我輩は五重塔のネコである(その2)。
ある日の午後の物語(平成17年1月)


我輩は瑠璃光寺五重塔の観光係のネコである、ときにはこうして観光客を門前で送迎している。


子供たちの相手をするのも観光ネコの勤めである。


暖かい日にはのんびり、邪魔しないでよ。


観光客はとても優しくしてくれ、美味しい食べ物を呉れたりする。我輩もご好意に甘えている。

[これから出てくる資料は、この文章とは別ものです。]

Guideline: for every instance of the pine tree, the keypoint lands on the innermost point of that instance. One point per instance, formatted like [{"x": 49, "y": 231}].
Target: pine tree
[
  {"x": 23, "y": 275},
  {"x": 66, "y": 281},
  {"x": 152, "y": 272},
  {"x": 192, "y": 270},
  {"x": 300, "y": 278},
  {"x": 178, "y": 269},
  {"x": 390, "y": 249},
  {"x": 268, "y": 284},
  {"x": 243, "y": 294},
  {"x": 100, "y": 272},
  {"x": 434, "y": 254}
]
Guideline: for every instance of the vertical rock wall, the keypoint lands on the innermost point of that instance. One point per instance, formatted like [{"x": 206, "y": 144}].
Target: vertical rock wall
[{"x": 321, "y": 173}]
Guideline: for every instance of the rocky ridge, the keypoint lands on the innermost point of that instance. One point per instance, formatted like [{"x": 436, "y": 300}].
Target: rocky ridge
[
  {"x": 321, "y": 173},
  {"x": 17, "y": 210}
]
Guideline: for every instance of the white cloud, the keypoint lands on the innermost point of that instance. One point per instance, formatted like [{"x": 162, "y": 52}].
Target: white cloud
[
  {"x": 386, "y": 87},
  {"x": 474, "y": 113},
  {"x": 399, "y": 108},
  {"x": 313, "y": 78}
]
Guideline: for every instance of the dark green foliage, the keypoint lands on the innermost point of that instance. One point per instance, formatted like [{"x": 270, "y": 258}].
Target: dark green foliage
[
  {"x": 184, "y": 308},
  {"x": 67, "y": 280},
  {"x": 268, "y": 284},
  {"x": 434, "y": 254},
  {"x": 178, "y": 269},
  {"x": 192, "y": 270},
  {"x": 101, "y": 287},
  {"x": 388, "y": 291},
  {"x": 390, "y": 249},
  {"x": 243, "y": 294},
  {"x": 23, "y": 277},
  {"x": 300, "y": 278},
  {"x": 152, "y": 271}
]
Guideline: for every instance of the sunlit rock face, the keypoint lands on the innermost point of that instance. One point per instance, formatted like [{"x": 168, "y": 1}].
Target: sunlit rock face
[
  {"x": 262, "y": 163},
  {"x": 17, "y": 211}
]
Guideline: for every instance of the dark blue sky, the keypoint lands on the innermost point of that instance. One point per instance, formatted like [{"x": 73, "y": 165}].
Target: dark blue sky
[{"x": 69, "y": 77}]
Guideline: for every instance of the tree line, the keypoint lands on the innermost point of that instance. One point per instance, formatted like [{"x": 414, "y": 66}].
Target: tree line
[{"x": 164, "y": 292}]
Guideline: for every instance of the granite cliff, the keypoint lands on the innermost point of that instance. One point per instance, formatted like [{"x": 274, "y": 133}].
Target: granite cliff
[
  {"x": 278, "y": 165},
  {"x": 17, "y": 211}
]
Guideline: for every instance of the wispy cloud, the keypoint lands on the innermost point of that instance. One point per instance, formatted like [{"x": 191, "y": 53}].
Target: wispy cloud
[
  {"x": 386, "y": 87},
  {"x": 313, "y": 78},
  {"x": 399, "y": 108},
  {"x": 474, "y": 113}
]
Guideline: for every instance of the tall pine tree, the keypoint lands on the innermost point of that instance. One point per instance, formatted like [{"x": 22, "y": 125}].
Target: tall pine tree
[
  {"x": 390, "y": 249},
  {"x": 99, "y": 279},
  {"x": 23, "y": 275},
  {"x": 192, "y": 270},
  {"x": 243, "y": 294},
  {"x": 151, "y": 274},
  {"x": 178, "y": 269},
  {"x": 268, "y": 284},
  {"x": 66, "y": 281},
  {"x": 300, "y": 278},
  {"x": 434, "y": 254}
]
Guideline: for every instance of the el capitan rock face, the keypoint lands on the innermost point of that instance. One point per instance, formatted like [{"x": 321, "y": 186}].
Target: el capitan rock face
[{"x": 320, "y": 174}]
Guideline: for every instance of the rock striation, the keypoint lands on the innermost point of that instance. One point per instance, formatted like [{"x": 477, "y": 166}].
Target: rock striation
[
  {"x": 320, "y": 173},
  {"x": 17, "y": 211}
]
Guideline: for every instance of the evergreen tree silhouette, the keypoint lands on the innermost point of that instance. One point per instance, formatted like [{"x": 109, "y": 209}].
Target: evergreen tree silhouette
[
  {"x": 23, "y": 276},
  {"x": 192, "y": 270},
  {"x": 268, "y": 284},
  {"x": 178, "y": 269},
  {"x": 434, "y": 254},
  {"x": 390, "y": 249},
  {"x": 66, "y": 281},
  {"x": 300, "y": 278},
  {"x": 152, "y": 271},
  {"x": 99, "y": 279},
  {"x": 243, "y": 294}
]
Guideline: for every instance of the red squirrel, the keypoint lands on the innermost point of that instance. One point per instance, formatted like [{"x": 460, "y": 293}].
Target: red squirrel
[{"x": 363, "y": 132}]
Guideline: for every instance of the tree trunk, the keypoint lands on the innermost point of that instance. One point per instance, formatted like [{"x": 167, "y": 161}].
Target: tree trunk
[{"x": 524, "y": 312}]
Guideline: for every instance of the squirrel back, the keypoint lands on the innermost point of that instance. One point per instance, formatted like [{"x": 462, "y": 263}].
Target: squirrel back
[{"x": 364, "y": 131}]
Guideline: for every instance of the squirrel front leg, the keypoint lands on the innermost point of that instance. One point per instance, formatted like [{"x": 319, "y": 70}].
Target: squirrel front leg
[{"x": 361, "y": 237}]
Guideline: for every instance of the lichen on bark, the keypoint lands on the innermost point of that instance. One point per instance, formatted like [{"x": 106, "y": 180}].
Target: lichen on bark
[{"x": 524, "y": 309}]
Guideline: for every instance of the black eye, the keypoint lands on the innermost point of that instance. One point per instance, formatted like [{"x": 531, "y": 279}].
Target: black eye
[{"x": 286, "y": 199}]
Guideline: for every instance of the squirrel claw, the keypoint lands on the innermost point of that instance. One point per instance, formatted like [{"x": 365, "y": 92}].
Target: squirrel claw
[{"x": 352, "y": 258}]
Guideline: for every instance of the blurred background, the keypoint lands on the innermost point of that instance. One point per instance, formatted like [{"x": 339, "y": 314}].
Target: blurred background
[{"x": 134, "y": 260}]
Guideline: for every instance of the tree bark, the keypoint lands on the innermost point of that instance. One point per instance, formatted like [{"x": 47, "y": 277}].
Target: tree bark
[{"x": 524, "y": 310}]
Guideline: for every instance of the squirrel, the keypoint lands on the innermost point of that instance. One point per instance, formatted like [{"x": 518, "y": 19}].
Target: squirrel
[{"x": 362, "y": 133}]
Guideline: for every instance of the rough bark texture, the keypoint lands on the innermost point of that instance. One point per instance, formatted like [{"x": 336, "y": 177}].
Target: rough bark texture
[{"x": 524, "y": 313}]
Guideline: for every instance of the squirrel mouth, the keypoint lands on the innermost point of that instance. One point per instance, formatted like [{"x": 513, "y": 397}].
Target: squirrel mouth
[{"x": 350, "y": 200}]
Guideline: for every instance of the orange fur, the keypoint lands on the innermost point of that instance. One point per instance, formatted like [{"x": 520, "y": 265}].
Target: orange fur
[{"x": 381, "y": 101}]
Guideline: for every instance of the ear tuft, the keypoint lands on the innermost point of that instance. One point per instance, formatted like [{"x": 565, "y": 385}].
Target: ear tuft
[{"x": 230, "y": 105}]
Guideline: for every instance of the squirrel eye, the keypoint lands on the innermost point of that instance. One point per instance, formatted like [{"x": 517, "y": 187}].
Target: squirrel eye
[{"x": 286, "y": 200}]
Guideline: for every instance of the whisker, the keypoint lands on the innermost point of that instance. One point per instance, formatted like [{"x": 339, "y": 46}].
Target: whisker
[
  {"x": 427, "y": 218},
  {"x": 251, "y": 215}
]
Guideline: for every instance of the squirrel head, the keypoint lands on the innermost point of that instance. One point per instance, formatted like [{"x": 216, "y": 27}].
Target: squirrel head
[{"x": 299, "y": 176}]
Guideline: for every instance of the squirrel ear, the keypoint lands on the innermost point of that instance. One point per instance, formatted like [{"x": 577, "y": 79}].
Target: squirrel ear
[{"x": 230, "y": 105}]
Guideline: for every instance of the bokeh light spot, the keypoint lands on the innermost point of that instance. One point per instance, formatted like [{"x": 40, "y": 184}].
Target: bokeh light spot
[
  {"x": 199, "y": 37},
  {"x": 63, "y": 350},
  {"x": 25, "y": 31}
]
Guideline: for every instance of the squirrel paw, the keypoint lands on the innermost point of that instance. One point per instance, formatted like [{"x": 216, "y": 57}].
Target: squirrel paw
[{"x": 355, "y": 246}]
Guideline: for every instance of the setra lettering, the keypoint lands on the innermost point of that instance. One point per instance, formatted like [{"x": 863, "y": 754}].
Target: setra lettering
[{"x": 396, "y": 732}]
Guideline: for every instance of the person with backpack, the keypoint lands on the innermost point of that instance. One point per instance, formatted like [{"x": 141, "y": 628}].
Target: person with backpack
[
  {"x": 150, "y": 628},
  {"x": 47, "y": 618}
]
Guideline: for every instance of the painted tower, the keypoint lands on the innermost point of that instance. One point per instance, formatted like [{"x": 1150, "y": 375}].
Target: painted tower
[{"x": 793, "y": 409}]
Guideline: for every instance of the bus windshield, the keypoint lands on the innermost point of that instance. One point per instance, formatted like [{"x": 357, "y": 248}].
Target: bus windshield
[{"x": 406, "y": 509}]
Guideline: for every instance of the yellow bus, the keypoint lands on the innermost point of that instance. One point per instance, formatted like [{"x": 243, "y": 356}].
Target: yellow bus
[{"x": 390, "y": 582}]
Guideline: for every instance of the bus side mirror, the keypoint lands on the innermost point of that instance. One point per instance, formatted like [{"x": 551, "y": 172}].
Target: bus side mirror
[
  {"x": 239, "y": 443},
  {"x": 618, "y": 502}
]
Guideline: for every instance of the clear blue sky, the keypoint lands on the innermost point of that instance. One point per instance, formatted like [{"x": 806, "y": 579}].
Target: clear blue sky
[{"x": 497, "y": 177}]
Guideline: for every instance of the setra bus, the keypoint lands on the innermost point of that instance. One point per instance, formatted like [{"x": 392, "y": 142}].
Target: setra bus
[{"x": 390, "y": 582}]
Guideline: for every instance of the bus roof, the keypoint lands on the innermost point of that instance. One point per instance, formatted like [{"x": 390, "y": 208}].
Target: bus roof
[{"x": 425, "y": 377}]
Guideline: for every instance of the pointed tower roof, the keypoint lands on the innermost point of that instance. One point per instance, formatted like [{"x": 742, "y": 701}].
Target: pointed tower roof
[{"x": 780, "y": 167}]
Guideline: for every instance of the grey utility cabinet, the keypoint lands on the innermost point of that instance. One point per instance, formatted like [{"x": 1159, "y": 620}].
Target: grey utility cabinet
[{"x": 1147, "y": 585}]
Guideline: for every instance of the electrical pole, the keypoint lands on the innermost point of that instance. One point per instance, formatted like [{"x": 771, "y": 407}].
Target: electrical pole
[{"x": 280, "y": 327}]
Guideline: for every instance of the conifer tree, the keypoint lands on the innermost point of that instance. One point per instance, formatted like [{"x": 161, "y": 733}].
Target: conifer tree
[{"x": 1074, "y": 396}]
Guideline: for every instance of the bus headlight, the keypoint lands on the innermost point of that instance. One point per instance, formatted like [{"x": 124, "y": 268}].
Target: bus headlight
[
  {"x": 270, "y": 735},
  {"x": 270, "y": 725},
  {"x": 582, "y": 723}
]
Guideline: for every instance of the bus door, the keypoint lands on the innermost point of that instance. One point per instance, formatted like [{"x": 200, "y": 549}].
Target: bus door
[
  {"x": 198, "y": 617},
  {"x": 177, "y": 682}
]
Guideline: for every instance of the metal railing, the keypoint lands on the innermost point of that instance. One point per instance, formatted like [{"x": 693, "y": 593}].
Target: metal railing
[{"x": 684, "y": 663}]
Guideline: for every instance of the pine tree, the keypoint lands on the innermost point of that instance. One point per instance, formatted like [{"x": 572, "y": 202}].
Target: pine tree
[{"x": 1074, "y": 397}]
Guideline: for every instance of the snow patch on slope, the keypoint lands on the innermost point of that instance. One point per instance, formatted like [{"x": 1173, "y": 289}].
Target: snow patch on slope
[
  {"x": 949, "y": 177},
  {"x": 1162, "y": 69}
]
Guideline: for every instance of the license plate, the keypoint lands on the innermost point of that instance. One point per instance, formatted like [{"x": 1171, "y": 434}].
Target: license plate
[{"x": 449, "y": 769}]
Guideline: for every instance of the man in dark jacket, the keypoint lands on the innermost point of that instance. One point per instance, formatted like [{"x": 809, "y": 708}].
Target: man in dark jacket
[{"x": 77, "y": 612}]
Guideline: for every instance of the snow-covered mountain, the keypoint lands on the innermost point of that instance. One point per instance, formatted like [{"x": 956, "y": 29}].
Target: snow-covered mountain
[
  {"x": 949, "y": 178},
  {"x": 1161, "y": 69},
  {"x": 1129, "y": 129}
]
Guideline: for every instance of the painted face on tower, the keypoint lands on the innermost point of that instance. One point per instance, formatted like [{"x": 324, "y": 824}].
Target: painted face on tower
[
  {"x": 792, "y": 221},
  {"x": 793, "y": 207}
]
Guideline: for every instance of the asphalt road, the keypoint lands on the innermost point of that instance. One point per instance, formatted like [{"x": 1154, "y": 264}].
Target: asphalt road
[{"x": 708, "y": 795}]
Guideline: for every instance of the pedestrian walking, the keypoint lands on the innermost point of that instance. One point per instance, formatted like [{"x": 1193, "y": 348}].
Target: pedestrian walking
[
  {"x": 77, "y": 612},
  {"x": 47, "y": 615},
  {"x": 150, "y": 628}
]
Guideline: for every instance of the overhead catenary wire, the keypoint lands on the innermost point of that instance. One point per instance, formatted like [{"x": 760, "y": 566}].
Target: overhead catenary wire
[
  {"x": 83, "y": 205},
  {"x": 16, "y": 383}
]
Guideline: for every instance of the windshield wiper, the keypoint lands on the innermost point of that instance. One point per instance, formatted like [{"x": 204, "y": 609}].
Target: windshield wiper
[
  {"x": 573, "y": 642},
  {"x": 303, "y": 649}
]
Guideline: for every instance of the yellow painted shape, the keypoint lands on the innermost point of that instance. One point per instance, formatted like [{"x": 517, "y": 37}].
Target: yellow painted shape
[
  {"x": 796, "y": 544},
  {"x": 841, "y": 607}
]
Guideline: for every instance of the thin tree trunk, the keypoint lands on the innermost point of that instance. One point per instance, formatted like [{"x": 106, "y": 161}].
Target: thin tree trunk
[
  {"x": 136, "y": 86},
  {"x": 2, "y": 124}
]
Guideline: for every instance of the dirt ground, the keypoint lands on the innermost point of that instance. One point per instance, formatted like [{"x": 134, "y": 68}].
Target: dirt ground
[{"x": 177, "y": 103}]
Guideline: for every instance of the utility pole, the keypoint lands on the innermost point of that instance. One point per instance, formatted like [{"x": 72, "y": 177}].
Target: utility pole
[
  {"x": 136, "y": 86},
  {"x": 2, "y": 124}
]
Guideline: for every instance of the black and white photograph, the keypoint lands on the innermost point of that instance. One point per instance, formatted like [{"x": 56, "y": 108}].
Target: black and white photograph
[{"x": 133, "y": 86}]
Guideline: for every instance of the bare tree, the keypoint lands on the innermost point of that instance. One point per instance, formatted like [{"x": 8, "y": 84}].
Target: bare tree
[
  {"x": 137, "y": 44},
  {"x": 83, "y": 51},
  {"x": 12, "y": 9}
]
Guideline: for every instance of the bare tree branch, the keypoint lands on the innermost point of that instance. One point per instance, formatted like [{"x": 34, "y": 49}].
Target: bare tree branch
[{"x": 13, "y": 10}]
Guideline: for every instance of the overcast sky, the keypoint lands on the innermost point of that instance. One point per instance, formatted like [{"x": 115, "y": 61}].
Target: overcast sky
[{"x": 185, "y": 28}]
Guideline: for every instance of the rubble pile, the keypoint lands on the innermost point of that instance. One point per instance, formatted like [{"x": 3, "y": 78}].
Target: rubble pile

ただ 我輩は寒い冬は苦手だ池を渡ってくる風は冷たい。


寒い、この冬は気温が低くて実に寒い、1月1日には大雪も降ったし毛皮を着ていても
骨身に沁みる 世の多くのニャンコ達はこの季節は暖かいコタツとやらで丸くなって
いるだろうが、我輩はそうはいかない。今日も観光客を相手に頑張っているのである。




今朝から寒くて外気温は日中5度、ここは五重塔前の観光客が一休みできる
屋根のあるベンチであるが吹きさらしで外は朝から小雪もちらついている




誰かこないかなあ。



観光客が途切れると することもなく余計に寒さが身に沁みるわい。



思わず うとうと居眠りをしていたら・・・その時



聞きなれた足音が聞こえてきた。うむ こうしてはおられぬぞ。



いつも見慣れているジサマである。身なりはあまり良くないし
お金持ちでもないらしいが、歳を感じさせない若々しさ、
それに何より 話題のヨン様そこのけの美男子である。
   その人の名は「ももじろーおじさま」ちなみに我輩の生い立ちを
このホームページで全国に紹介してくれた恩人で、我輩はいつも
ここに現れるのを待ちかねている。



我輩は親愛の意を表わすとともに 寒さに震える体を温めてもらおうと
土足で膝に乗ったが、着衣が粗末なので 全く遠慮がなかった。



おっとっと このジサマ、もう少しデブちゃんの方が膝に乗るには都合がいいんだがな。



さて こうしてっと。


うむうむ なかなかいいぞ これでしばらくは暖房つき座布団だ〜い



かくして しばし我輩も人の世の暖かさを味わったのである。


三月、啓蟄と言うのに思わぬ大雪が・・我輩もコタツに入りたいのである。